Wage inequality has fallen dramatically for the first time since at least the late 1990s, and most likely since the late 1970s, due to the introduction of the National Living Wage by the Conservative government in 2016, according to new LSE research.
The research, funded by the Nuffield Foundation, found that inequality in the bottom 50 per cent of earners fell by the same amount between 2015 and 2019 as it did in the 17-year period leading up to the introduction of the National Living Wage.
It also suggests potential adverse effects of employers reducing working hours to offset rising costs appear to have been avoided.
Abigail McKnight and Kerris Cooper of LSE’s Centre for Analysis of Social Exclusion (CASE) found that the lowest paid ten per cent of employees in 2019 were paid up to 63% of the average wage, whereas 20 years earlier it was 55%.
The National Living Wage was introduced four years ago by the then Chancellor of the Exchequer George Osborne, replacing the National Minimum Wage for employees aged 25 or older. The idea was that a higher minimum would reduce public expenditure on tax credits, motivated by a notion that taxpayers should not be subsidising low paying employers.
LSE researchers examined changes in the UK hourly earnings and weekly earnings distributions before and after the introduction of the National Living Wage to assess its impact on inequality.

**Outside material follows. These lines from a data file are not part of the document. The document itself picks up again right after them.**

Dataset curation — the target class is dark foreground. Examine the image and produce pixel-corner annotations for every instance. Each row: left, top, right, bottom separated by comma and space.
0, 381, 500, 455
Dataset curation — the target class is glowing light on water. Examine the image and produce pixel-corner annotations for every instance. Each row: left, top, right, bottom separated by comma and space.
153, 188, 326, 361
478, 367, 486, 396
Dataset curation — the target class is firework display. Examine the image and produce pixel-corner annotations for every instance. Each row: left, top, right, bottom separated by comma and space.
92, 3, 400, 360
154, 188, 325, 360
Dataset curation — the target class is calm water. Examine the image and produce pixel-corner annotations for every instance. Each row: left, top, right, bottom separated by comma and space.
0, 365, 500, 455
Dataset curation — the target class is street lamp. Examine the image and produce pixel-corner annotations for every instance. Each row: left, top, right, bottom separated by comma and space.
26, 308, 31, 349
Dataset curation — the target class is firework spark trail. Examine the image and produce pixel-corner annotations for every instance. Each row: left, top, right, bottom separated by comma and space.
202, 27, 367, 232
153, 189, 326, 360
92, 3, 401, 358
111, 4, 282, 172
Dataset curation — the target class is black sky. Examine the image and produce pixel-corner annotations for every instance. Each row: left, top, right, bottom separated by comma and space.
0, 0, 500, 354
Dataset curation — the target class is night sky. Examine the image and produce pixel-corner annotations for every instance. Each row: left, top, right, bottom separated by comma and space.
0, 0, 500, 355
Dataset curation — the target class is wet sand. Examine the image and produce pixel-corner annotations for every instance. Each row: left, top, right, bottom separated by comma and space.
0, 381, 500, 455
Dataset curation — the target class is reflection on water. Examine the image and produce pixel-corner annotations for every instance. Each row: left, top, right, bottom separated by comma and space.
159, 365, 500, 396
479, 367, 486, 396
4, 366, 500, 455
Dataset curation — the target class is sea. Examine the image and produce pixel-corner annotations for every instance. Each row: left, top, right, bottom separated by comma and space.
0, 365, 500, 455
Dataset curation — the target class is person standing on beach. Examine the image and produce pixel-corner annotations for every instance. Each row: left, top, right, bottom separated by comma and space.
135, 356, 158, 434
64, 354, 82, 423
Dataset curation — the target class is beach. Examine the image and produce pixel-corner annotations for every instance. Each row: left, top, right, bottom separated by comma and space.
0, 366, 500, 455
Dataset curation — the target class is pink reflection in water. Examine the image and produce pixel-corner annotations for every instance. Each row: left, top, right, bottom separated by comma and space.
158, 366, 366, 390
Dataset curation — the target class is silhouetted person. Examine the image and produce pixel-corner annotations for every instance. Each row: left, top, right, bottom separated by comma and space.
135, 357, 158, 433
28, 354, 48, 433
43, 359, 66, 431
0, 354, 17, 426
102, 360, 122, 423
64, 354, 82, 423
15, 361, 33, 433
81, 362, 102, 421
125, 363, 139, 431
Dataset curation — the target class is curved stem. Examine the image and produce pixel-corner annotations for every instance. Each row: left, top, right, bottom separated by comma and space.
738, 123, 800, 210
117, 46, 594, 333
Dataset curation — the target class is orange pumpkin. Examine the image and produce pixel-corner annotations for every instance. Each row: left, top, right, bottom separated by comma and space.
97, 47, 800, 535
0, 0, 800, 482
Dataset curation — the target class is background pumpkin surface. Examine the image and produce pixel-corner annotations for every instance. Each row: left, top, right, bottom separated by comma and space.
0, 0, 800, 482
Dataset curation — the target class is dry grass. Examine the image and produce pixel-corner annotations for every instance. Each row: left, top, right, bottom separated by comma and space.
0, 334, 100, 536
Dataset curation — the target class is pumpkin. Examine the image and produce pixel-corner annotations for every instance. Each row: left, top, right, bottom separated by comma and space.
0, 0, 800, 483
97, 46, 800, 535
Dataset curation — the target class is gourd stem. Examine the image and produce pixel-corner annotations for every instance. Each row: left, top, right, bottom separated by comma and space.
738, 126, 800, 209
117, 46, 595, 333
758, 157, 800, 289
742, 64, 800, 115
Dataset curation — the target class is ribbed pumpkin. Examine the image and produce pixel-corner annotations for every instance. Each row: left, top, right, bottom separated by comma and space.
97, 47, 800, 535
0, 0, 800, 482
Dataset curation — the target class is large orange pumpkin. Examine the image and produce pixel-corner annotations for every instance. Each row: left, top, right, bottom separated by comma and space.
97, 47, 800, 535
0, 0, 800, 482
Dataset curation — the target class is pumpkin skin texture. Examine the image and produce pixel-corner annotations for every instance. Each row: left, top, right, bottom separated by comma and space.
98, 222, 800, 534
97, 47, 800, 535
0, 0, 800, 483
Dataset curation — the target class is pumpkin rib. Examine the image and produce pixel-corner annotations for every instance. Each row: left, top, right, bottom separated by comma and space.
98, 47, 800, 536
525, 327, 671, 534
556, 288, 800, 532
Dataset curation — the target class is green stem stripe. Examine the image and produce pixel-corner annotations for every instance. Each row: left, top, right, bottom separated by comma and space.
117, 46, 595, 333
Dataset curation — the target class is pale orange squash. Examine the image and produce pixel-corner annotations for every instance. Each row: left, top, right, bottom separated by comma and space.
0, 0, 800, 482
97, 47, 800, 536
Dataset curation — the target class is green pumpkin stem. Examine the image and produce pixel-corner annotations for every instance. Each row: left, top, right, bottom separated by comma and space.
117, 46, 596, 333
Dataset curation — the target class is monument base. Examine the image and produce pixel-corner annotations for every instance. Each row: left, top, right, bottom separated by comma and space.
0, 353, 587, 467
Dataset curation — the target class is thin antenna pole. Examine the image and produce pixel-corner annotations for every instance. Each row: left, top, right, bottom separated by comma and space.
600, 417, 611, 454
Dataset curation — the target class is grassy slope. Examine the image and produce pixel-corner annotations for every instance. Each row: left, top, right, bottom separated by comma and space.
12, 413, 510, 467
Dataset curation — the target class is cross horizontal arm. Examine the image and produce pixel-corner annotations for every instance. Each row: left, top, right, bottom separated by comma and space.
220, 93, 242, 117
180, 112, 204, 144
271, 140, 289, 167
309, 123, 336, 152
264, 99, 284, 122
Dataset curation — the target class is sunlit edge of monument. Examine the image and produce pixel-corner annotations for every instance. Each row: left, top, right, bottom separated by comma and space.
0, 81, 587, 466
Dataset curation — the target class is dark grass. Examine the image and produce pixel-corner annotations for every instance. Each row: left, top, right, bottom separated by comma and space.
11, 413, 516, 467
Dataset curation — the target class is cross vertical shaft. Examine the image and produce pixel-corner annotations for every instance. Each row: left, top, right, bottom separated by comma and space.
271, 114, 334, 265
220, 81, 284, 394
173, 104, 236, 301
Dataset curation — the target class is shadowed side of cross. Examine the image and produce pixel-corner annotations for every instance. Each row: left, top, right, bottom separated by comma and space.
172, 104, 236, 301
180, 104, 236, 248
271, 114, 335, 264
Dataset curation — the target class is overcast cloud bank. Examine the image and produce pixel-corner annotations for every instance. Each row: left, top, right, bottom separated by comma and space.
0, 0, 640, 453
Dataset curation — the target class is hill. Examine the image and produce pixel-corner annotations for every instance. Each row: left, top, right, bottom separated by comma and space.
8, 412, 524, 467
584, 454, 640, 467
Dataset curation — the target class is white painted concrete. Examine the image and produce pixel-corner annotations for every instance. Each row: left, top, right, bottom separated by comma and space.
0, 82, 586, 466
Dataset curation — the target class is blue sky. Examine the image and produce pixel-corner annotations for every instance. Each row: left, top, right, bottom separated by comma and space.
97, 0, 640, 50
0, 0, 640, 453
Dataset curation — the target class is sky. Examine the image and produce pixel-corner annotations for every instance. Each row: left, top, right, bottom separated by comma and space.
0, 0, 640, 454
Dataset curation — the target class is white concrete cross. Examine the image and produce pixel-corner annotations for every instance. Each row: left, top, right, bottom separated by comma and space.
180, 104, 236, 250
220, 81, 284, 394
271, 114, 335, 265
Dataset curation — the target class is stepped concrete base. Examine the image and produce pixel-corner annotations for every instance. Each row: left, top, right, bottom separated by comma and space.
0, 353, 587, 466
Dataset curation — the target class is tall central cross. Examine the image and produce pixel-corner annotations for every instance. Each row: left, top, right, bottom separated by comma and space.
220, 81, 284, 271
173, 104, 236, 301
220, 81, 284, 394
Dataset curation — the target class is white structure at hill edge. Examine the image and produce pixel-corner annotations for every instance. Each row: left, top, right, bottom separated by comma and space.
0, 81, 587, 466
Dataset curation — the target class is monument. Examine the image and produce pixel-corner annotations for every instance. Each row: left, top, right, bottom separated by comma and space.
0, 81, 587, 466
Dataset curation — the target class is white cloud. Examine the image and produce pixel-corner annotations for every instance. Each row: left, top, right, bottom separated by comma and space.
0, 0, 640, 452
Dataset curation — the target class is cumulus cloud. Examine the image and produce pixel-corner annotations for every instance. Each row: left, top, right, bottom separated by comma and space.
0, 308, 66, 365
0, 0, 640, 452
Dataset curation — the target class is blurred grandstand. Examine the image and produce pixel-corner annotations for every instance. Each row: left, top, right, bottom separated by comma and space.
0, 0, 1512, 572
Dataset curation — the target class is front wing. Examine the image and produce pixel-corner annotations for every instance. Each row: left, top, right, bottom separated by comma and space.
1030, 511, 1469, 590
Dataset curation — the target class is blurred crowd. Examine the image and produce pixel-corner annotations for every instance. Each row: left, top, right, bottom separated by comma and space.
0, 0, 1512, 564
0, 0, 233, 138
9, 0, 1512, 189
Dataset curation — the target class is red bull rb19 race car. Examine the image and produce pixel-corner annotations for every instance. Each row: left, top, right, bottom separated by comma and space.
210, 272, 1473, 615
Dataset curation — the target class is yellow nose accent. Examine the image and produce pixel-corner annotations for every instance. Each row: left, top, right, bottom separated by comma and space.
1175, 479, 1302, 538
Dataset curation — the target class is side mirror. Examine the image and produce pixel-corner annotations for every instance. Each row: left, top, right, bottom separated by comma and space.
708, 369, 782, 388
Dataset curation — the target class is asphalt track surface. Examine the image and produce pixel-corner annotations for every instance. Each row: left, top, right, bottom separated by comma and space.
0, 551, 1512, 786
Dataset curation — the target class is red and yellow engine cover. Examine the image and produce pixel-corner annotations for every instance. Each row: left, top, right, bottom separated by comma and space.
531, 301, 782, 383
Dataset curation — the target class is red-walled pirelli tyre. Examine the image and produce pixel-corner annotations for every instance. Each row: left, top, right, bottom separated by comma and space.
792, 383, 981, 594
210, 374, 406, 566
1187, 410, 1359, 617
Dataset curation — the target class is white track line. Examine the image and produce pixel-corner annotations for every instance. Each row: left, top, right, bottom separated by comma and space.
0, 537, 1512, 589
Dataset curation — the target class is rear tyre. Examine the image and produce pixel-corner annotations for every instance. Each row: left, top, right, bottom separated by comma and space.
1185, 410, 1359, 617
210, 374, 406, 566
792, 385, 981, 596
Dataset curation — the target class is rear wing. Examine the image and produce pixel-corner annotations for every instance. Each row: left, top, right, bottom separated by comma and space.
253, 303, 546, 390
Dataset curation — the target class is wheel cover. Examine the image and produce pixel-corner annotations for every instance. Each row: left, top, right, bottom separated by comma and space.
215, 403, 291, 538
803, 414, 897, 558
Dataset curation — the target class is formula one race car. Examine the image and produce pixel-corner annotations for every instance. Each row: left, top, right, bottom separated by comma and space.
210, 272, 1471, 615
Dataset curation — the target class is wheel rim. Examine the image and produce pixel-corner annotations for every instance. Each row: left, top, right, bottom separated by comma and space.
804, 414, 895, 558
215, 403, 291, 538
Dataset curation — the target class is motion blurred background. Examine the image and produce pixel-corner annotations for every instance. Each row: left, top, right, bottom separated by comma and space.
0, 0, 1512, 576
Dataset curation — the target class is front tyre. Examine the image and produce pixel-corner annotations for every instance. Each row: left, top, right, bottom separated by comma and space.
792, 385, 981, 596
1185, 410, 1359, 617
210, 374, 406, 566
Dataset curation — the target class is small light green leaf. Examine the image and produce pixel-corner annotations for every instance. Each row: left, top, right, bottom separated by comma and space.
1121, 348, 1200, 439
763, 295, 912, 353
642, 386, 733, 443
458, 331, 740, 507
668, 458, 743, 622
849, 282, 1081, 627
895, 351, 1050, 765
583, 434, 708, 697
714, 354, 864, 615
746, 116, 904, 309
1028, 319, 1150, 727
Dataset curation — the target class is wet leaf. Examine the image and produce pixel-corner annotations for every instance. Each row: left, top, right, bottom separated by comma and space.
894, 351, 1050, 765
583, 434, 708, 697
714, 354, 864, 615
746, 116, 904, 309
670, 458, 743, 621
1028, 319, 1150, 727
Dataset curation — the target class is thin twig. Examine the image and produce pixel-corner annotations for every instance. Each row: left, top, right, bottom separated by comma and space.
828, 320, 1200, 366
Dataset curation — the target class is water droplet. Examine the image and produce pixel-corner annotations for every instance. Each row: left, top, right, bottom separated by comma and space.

They found that wage inequality among all employees (full-time and part-time) was unchanged around the time the National Minimum Wage was introduced in 1999, but since then inequality in the lower half of the wage distribution (the bottom 50 per cent of earners) has slowly decreased, with a dramatic fall since the introduction of the National Living Wage in 2016.
Dr McKnight, Associate Director and Associate Professorial Research Fellow at CASE, commented: “For those of us who have been advocating for a more generous minimum wage for some time, the introduction of the National Living Wage in 2016, and the commitment for it to increase to 60% of median pay this year, was welcome news. To see that since it was introduced not only have low paid workers’ earnings increased with no evidence of a substantial loss of employment, inequality in pay has fallen. This is vindication that minimum wages, set high enough, have a key role to play.”
The researchers note that although increases in minimum wages have raised the earnings of many workers and reduced earnings inequality, household income inequality remains high and in-work poverty rates have increased.